Avec une forte lisibilité et une bonne liquidité.

Fiscalité : un point clé trop souvent sous-estimé

Immobilier physique et SCPI : une fiscalité identique dans la majorité des cas. Pour un résident fiscal français, les revenus issus :

  • de l’immobilier loué nu,
  • des SCPI françaises,

sont imposés comme revenus fonciers (hors CEHR) :

  • au barème progressif de l’impôt sur le revenu (jusqu’à 45 %),
  • + 17,2 % de prélèvements sociaux.

La pression fiscale peut ainsi dépasser 45 % à 60 % selon la situation.

Fiscalité à la revente

En cas de cession :

  • 19 % d’impôt sur la plus-value
  • 17,2 % de prélèvements sociaux, soit 36,2 % au total, avec abattements progressifs dans le temps.

Point fondamental : l’IFI

C’est un élément déterminant dans les patrimoines importants.

  • Immobilier physique : entre dans l’IFI
  • SCPI : entrent dans l’IFI
    (au prorata de la part immobilière)

Au-delà de 1,3 M€ de patrimoine immobilier net, l’investisseur supporte une imposition
patrimoniale annuelle, indépendamment des revenus perçus.

Obligations d’entreprises : hors IFI

Les obligations d’entreprises sont des actifs financiers.

Elles n’entrent pas dans l’assiette de l’IFI.

C’est un avantage majeur pour les patrimoines déjà fortement exposés à l’immobilier.

À retenir (point clé)

Le rendement important n’est pas celui que l’on annonce, mais celui que l’on perçoit réellement, après frais, après impôt…

La liquidité : un critère souvent découvert trop tard

La liquidité n’est pas une priorité au départ.

Elle devient essentielle :

  • à l’approche de la retraite,
  • lors d’un changement de situation
  • ou pour saisir une opportunité.
  • Les obligations sont facilement arbitrables.
  • L’immobilier et les SCPI demandent du temps pour être revendus.

La liquidité, c’est de la souplesse patrimoniale.

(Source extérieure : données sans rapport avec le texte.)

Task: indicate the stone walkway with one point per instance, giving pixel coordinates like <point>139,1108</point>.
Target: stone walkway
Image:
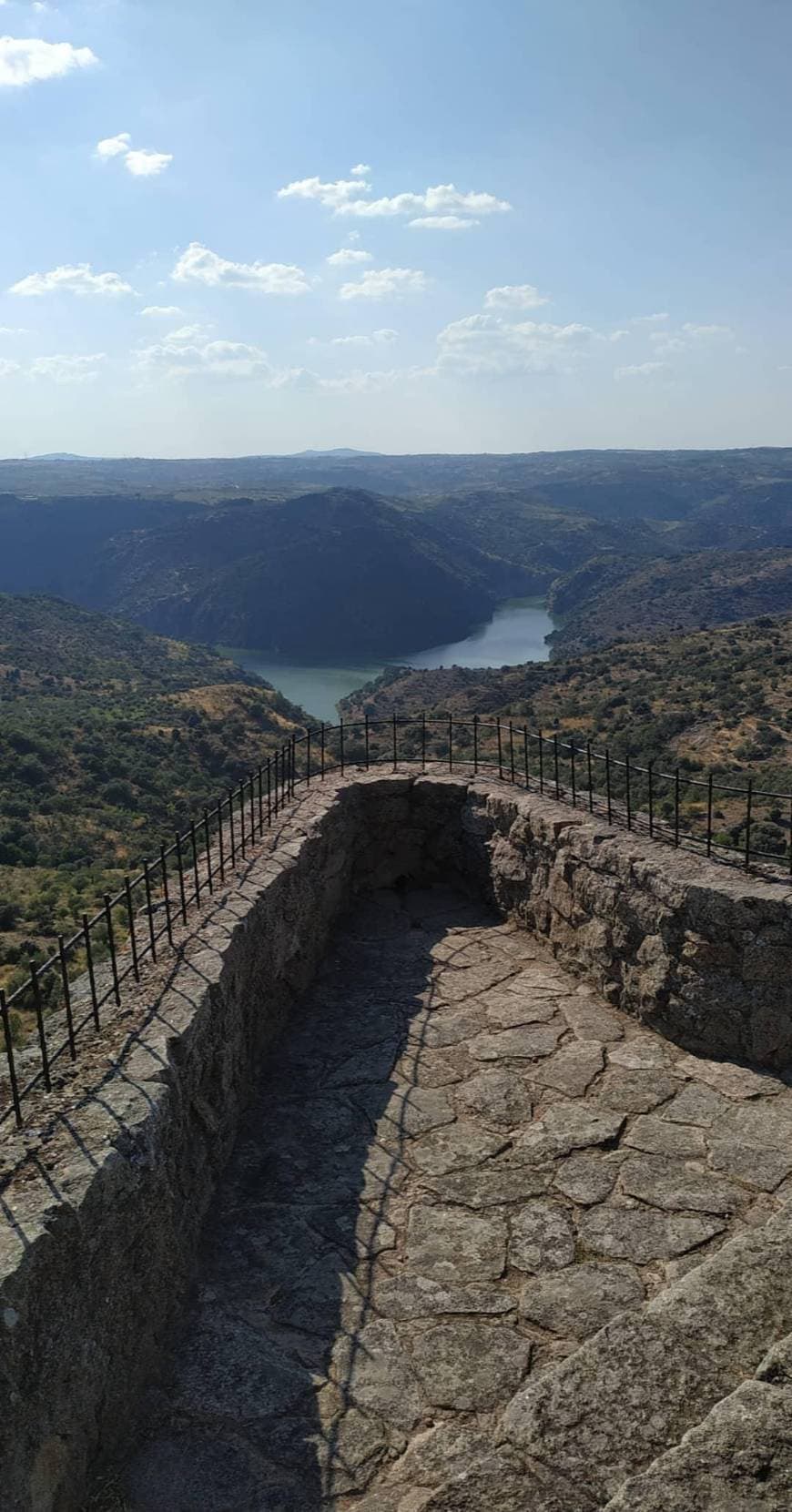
<point>460,1164</point>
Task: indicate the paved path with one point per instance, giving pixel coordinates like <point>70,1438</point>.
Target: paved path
<point>460,1164</point>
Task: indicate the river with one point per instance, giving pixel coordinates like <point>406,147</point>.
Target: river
<point>514,634</point>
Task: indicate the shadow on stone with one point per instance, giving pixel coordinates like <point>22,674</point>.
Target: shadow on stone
<point>288,1385</point>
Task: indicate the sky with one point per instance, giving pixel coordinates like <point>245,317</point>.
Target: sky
<point>414,226</point>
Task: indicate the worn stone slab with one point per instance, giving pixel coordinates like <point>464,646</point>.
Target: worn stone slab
<point>526,1042</point>
<point>664,1137</point>
<point>404,1297</point>
<point>498,1097</point>
<point>738,1459</point>
<point>453,1244</point>
<point>581,1299</point>
<point>469,1365</point>
<point>647,1376</point>
<point>572,1070</point>
<point>635,1091</point>
<point>542,1237</point>
<point>665,1182</point>
<point>587,1177</point>
<point>643,1234</point>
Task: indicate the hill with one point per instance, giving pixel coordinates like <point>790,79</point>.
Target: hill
<point>617,597</point>
<point>614,484</point>
<point>109,738</point>
<point>712,702</point>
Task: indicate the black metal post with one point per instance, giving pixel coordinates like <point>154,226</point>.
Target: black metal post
<point>208,844</point>
<point>180,869</point>
<point>221,843</point>
<point>130,921</point>
<point>231,818</point>
<point>111,942</point>
<point>196,878</point>
<point>150,912</point>
<point>242,820</point>
<point>167,896</point>
<point>9,1057</point>
<point>39,1025</point>
<point>66,997</point>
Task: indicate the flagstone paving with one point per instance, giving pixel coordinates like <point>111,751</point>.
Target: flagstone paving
<point>458,1166</point>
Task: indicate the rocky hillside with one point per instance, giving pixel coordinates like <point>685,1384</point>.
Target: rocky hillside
<point>620,597</point>
<point>716,700</point>
<point>109,740</point>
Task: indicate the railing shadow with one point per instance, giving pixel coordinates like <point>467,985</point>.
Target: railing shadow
<point>279,1395</point>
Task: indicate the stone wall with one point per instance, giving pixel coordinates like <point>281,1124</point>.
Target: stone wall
<point>109,1184</point>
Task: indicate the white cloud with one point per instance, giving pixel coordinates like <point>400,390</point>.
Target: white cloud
<point>157,311</point>
<point>384,283</point>
<point>194,356</point>
<point>707,331</point>
<point>68,370</point>
<point>146,164</point>
<point>187,333</point>
<point>381,338</point>
<point>640,370</point>
<point>73,279</point>
<point>114,146</point>
<point>27,61</point>
<point>489,345</point>
<point>514,297</point>
<point>442,222</point>
<point>343,197</point>
<point>199,265</point>
<point>665,343</point>
<point>348,254</point>
<point>141,162</point>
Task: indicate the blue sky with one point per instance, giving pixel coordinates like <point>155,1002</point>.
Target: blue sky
<point>560,224</point>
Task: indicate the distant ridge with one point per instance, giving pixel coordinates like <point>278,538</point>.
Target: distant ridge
<point>338,451</point>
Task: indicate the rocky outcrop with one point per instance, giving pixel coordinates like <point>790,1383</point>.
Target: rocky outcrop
<point>109,1186</point>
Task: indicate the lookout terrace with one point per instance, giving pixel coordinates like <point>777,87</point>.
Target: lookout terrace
<point>444,1163</point>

Le facteur psychologique : de la possession au pilotage

L’immobilier rassure parce qu’il est tangible. C’est humain.

Mais avec le temps, beaucoup d’investisseurs recherchent surtout :

  • moins de contraintes,
  • plus de visibilité,
  • plus de sérénité.

La sécurité patrimoniale ne vient pas uniquement de ce que l’on possède,
mais de la capacité à piloter ses revenus et son capital.

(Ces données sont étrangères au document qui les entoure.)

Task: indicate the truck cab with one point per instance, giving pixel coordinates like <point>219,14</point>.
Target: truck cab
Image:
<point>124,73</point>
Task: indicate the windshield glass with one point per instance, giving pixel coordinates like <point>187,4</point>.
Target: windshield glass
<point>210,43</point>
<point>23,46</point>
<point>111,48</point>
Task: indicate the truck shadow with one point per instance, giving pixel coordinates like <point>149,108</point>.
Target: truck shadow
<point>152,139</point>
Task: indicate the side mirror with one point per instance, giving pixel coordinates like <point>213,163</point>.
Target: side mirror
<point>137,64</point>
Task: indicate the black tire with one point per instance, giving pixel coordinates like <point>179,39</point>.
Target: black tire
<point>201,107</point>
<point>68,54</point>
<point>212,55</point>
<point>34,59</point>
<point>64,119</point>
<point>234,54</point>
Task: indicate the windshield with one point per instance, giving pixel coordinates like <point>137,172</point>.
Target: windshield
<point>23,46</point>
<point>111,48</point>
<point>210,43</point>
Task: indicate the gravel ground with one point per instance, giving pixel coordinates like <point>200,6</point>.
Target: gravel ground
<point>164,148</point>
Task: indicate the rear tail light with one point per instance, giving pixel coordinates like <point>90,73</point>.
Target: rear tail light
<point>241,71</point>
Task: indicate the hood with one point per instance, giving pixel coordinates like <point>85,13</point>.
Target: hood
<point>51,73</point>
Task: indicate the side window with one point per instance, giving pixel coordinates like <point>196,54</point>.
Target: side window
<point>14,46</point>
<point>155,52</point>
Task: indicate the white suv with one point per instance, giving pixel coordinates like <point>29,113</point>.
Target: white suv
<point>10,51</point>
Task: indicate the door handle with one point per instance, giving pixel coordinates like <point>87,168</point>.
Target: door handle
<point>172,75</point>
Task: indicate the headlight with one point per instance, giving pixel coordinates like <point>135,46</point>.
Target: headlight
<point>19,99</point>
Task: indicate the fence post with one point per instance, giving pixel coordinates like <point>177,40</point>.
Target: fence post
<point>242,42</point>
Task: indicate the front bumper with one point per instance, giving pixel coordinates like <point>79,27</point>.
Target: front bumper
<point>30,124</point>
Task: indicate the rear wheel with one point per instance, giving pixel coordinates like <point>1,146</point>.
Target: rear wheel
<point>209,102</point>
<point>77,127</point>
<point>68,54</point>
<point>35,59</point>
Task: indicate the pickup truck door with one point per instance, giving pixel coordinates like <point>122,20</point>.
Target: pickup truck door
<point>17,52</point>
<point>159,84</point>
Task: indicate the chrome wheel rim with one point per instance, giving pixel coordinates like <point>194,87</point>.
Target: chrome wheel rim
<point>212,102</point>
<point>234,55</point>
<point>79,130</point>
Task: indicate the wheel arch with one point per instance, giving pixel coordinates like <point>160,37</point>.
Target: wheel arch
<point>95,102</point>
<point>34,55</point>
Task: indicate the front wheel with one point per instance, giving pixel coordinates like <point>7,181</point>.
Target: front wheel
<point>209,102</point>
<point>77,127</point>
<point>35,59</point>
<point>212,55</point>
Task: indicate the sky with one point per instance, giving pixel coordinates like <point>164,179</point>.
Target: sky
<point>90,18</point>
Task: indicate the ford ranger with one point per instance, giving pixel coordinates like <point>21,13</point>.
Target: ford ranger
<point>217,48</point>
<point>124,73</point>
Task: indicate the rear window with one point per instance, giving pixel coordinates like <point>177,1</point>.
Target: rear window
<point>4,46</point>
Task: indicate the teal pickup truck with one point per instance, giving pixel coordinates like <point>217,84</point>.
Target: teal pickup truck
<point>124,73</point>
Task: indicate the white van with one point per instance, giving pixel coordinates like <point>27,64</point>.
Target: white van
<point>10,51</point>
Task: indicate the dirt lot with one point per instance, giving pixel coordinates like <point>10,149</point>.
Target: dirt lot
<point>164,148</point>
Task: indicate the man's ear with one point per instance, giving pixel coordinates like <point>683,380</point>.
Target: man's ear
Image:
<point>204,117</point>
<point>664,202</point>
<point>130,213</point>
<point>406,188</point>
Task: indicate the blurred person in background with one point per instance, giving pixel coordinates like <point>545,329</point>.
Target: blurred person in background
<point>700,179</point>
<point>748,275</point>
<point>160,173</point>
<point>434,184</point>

Tableau récapitulatif – 1 000 000 € investis (avant impôt)

Classe d’actifs Frais d’entrée Frais annuels Revenus réellement perçus IFI Liquidité
Obligations d’entreprises 0 % 1 % 40 000 – 60 000 € Non Élevée
SCPI 8 % – 12 % ~1,5 – 2 % 30 000 – 40 000 € Oui Faible
Immobilier physique ~8 % / TVA ~1,5 % 25 000 – 35 000 € Oui Très faible

Conclusion

Il n’existe pas de solution parfaite. Chaque classe d’actifs a sa place.

L’enjeu n’est pas de choisir le meilleur produit, mais de construire la bonne combinaison, adaptée :

  • à vos objectifs,
  • à votre horizon,
  • à votre fiscalité,
  • à votre exposition à l’IFI,
  • et à votre besoin de sérénité.

C’est précisément le rôle d’un conseiller en gestion de patrimoine :
vous aider à prendre des décisions compréhensibles, cohérentes et durables.

Et vous ?
Préférez-vous aujourd’hui posséder un actif, ou maîtriser vos revenus et votre capital dans le temps ?

C’est souvent là que commence la vraie réflexion patrimoniale.